Pièces de Procès en écriture hiéroglyphique.



Parmi l’énorme quantité de peintures trouvées, par les premiers conquérans, chez les peuples mexicains, un nombre très-considérable étoit destiné à servir de pièces justificatives dans des causes litigieuses. Le fragment qui est joint à la généalogie des seigneurs d’Azcapozalco offre un exemple de ce genre. C’est une pièce d’un procès intenté sur la possession d’une métairie indienne.

Sous la dynastie des rois aztèques, la profession d’avocat étoit inconnue au Mexique. Les parties adverses se présentoient en personne pour plaider leur cause, soit devant le juge du lieu, appelé Teuctli, soit devant les hautes cours de justice, désignées par les noms de Tlacatecatl, ou Cihuacohuatl. Comme la sentence n’étoit pas prononcée immédiatement après qu’on avoit entendu les parties, celles-ci avoient intérêt à laisser entre les mains des juges une peinture hiéroglyphique qui leur rappelât l’objet principal de la contestation. Lorsque le roi présidoit l’assemblée des juges, ce qui avoit lieu tous les vingt, et, dans certains cas, tous les quatre-vingts jours, ces pièces de procès étoient mises sous les jeux du monarque. Dans les affaires criminelles, le tableau représentoit l’accusé, non seulement au mojnent où le crime avoit été commis, mais aussi dans les différentes circonstances de sa vie qui avoient précédé cette action. Le roi, en prononçant l’arrêt de mort, faisoit, avec la pointe d’un dard, une raie qui passoit par la tête de l’accusé figuré dans le tableau.

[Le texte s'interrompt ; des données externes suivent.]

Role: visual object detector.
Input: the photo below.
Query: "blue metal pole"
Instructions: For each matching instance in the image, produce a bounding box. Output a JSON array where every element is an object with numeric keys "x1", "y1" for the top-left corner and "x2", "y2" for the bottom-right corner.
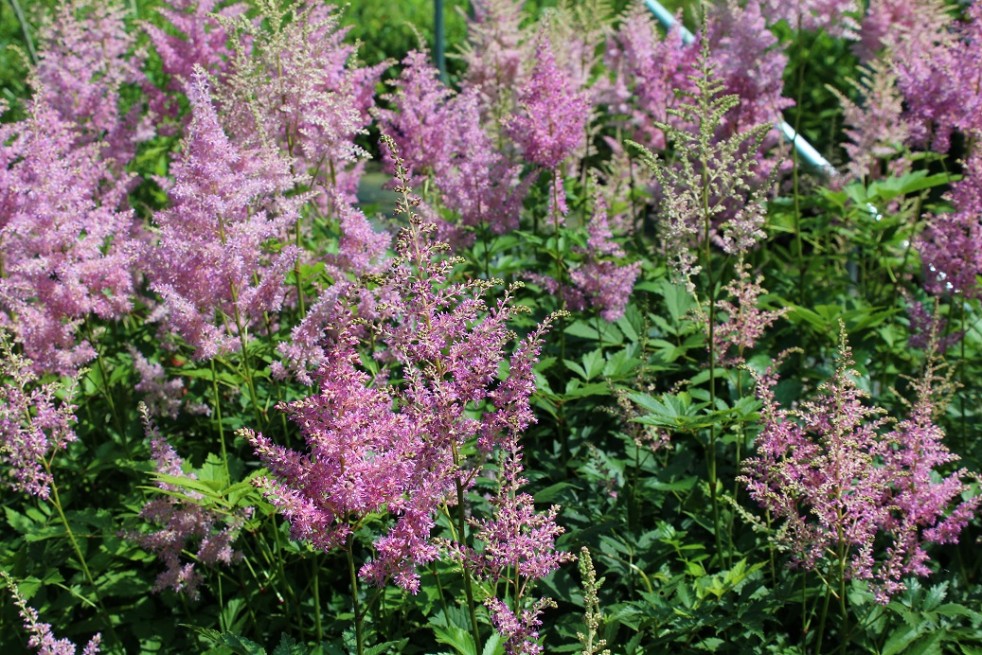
[{"x1": 642, "y1": 0, "x2": 838, "y2": 178}]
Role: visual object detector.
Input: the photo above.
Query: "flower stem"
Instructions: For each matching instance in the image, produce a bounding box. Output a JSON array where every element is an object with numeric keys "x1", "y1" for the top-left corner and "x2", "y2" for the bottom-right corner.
[{"x1": 346, "y1": 539, "x2": 364, "y2": 655}]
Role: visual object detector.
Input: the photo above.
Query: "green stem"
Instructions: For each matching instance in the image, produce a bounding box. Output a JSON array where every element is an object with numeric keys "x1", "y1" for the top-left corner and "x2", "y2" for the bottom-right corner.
[
  {"x1": 347, "y1": 540, "x2": 364, "y2": 655},
  {"x1": 454, "y1": 474, "x2": 482, "y2": 649},
  {"x1": 43, "y1": 463, "x2": 120, "y2": 647},
  {"x1": 312, "y1": 556, "x2": 323, "y2": 644},
  {"x1": 210, "y1": 358, "x2": 230, "y2": 482},
  {"x1": 6, "y1": 0, "x2": 37, "y2": 64}
]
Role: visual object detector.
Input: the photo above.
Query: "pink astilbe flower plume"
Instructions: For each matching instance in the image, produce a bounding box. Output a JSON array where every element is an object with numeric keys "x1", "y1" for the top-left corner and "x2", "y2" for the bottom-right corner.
[
  {"x1": 128, "y1": 406, "x2": 251, "y2": 599},
  {"x1": 600, "y1": 5, "x2": 695, "y2": 153},
  {"x1": 632, "y1": 43, "x2": 771, "y2": 284},
  {"x1": 146, "y1": 70, "x2": 300, "y2": 359},
  {"x1": 37, "y1": 0, "x2": 152, "y2": 181},
  {"x1": 220, "y1": 0, "x2": 385, "y2": 206},
  {"x1": 143, "y1": 0, "x2": 246, "y2": 122},
  {"x1": 833, "y1": 58, "x2": 911, "y2": 181},
  {"x1": 380, "y1": 52, "x2": 526, "y2": 238},
  {"x1": 0, "y1": 332, "x2": 78, "y2": 500},
  {"x1": 566, "y1": 193, "x2": 641, "y2": 322},
  {"x1": 2, "y1": 572, "x2": 101, "y2": 655},
  {"x1": 461, "y1": 0, "x2": 528, "y2": 119},
  {"x1": 0, "y1": 97, "x2": 139, "y2": 375},
  {"x1": 760, "y1": 0, "x2": 861, "y2": 39},
  {"x1": 712, "y1": 262, "x2": 786, "y2": 366},
  {"x1": 508, "y1": 37, "x2": 589, "y2": 172},
  {"x1": 740, "y1": 327, "x2": 980, "y2": 603},
  {"x1": 247, "y1": 138, "x2": 565, "y2": 594},
  {"x1": 919, "y1": 145, "x2": 982, "y2": 298}
]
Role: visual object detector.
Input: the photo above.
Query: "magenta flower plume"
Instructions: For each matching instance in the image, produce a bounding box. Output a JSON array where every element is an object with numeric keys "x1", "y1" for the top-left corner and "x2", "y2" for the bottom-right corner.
[
  {"x1": 706, "y1": 0, "x2": 793, "y2": 140},
  {"x1": 760, "y1": 0, "x2": 861, "y2": 39},
  {"x1": 129, "y1": 408, "x2": 250, "y2": 599},
  {"x1": 147, "y1": 70, "x2": 300, "y2": 359},
  {"x1": 220, "y1": 1, "x2": 385, "y2": 205},
  {"x1": 508, "y1": 37, "x2": 589, "y2": 172},
  {"x1": 601, "y1": 6, "x2": 695, "y2": 152},
  {"x1": 461, "y1": 0, "x2": 528, "y2": 115},
  {"x1": 919, "y1": 146, "x2": 982, "y2": 298},
  {"x1": 834, "y1": 59, "x2": 911, "y2": 181},
  {"x1": 379, "y1": 50, "x2": 456, "y2": 183},
  {"x1": 566, "y1": 195, "x2": 641, "y2": 321},
  {"x1": 145, "y1": 0, "x2": 243, "y2": 86},
  {"x1": 740, "y1": 331, "x2": 980, "y2": 602},
  {"x1": 381, "y1": 53, "x2": 526, "y2": 236},
  {"x1": 248, "y1": 143, "x2": 559, "y2": 592},
  {"x1": 37, "y1": 0, "x2": 151, "y2": 179},
  {"x1": 0, "y1": 333, "x2": 77, "y2": 500},
  {"x1": 0, "y1": 97, "x2": 139, "y2": 375},
  {"x1": 2, "y1": 572, "x2": 101, "y2": 655},
  {"x1": 712, "y1": 263, "x2": 786, "y2": 366}
]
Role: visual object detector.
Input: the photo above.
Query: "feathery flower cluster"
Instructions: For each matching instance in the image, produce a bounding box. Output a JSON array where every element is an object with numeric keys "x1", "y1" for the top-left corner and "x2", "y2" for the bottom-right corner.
[
  {"x1": 565, "y1": 195, "x2": 640, "y2": 321},
  {"x1": 759, "y1": 0, "x2": 860, "y2": 39},
  {"x1": 633, "y1": 46, "x2": 770, "y2": 283},
  {"x1": 919, "y1": 146, "x2": 982, "y2": 298},
  {"x1": 1, "y1": 572, "x2": 100, "y2": 655},
  {"x1": 0, "y1": 97, "x2": 138, "y2": 375},
  {"x1": 220, "y1": 0, "x2": 385, "y2": 205},
  {"x1": 145, "y1": 0, "x2": 243, "y2": 89},
  {"x1": 888, "y1": 1, "x2": 971, "y2": 153},
  {"x1": 130, "y1": 408, "x2": 249, "y2": 599},
  {"x1": 485, "y1": 596, "x2": 556, "y2": 655},
  {"x1": 147, "y1": 71, "x2": 300, "y2": 359},
  {"x1": 601, "y1": 6, "x2": 694, "y2": 152},
  {"x1": 854, "y1": 0, "x2": 949, "y2": 63},
  {"x1": 712, "y1": 263, "x2": 786, "y2": 366},
  {"x1": 834, "y1": 59, "x2": 910, "y2": 181},
  {"x1": 37, "y1": 0, "x2": 151, "y2": 179},
  {"x1": 381, "y1": 52, "x2": 525, "y2": 236},
  {"x1": 0, "y1": 333, "x2": 77, "y2": 500},
  {"x1": 904, "y1": 296, "x2": 962, "y2": 352},
  {"x1": 741, "y1": 332, "x2": 980, "y2": 602},
  {"x1": 508, "y1": 38, "x2": 589, "y2": 174},
  {"x1": 461, "y1": 0, "x2": 528, "y2": 117},
  {"x1": 706, "y1": 0, "x2": 792, "y2": 139},
  {"x1": 248, "y1": 144, "x2": 563, "y2": 593},
  {"x1": 129, "y1": 348, "x2": 209, "y2": 418}
]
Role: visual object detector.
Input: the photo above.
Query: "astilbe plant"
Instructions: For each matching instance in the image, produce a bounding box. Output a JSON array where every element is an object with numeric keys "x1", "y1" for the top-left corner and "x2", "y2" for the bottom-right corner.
[
  {"x1": 146, "y1": 70, "x2": 300, "y2": 359},
  {"x1": 565, "y1": 194, "x2": 641, "y2": 322},
  {"x1": 246, "y1": 140, "x2": 569, "y2": 651},
  {"x1": 740, "y1": 329, "x2": 980, "y2": 604},
  {"x1": 711, "y1": 262, "x2": 786, "y2": 367},
  {"x1": 507, "y1": 36, "x2": 589, "y2": 217},
  {"x1": 601, "y1": 5, "x2": 694, "y2": 153},
  {"x1": 461, "y1": 0, "x2": 528, "y2": 122},
  {"x1": 0, "y1": 96, "x2": 139, "y2": 375},
  {"x1": 0, "y1": 332, "x2": 77, "y2": 500},
  {"x1": 919, "y1": 143, "x2": 982, "y2": 298},
  {"x1": 1, "y1": 572, "x2": 101, "y2": 655},
  {"x1": 143, "y1": 0, "x2": 246, "y2": 122},
  {"x1": 832, "y1": 58, "x2": 911, "y2": 182},
  {"x1": 37, "y1": 0, "x2": 151, "y2": 181},
  {"x1": 759, "y1": 0, "x2": 860, "y2": 38},
  {"x1": 380, "y1": 51, "x2": 525, "y2": 239},
  {"x1": 129, "y1": 406, "x2": 250, "y2": 599},
  {"x1": 632, "y1": 43, "x2": 771, "y2": 285},
  {"x1": 220, "y1": 0, "x2": 385, "y2": 207}
]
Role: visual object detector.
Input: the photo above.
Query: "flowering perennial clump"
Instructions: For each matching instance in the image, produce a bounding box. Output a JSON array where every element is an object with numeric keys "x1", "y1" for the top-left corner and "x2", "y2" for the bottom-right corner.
[
  {"x1": 741, "y1": 332, "x2": 980, "y2": 602},
  {"x1": 0, "y1": 332, "x2": 77, "y2": 500},
  {"x1": 2, "y1": 572, "x2": 101, "y2": 655},
  {"x1": 147, "y1": 71, "x2": 300, "y2": 359},
  {"x1": 246, "y1": 144, "x2": 570, "y2": 624},
  {"x1": 129, "y1": 407, "x2": 250, "y2": 599}
]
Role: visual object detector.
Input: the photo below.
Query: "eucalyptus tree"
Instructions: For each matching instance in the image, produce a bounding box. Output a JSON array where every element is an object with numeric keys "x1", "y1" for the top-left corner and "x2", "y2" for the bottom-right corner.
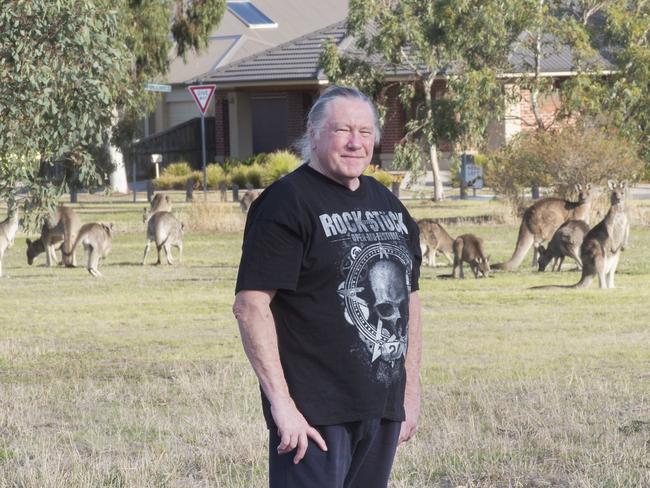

L’usage de ces peintures, servant de pièces de procès, s’est conservé dans les tribunaux espagnols long-temps après la conquête. Les naturels ne pouvant parler aux juges que par l’organe d’un interprète, regardoient l’emploi des hiéroglyphes comme doublement nécessaire. On en présentoit aux différentes cours de justice résidant dans la Nouvelle-Espagne (à la Real Audiencia, à la Sala dol Crimen, et au Juzgado de Indios), jusqu’au commencement du dix septième siècle. Lorsque l’empereur Charles-Quint, ayant conçu le projet de faire fleurir les sciences et les arts dans ces régions lointaines, fonda, en 1553, l’université de Mexico, trois chaires furent établies pour l’enseignement de la langue aztèque, pour celui de la langue otomie, et pour l’explication des peintures hiéroglyphiques. On regarda pendant long-temps comme indispensable qu’il y eût des avocats, des procureurs et des juges qui fussent en état de lire les pièces de procès, les peintures généalogiques, l’ancien code des lois, et la liste des impôts (tributos) que chaque fief devoit payer à son suzerain. Il existe encore à Mexico deux professeurs de langues indiennes ; mais la chaire destinée à l’étude des antiquités aztèques a été supprimée. L’usage des peintures s’est perdu entièrement, non parce que la langue espagnole a fait des progrès parmi les indigènes, mais parce que ces derniers savent combien, d’après l’organisation actuelle des tribunaux, il leur est plus utile de s’adresser aux avocats pour défendre leurs causes devant les juges.

Le tableau que présente la douzième Planche paroît indiquer un procès entre des naturels et des Espagnols. L’objet en litige est une métairie, dont on voit le dessin en projection orthographique. On y reconnoît le grand chemin marqué par les traces des pieds ; des maisons dessinées en profil ; un Indien dont le nom indique un arc, et des juges espagnols assis sur des chaises et ayant les lois devant leurs yeux. L’Espagnol, placé immédiatement au-dessus de l’Indien, s’appelle probablement Aquaverde, car l’hiéroglyphe de l’eau, peint en vert, se trouve figuré derrière sa tête. Les langues sont très-inégalement réparties dans ce tableau. Tout y annonce l’état d’un pays conquis : l’indigène ose à peine défendre sa cause, tandis que les étrangers à longues barbes y parlent beaucoup et à haute voix, comme descendant d’un peuple conquérant.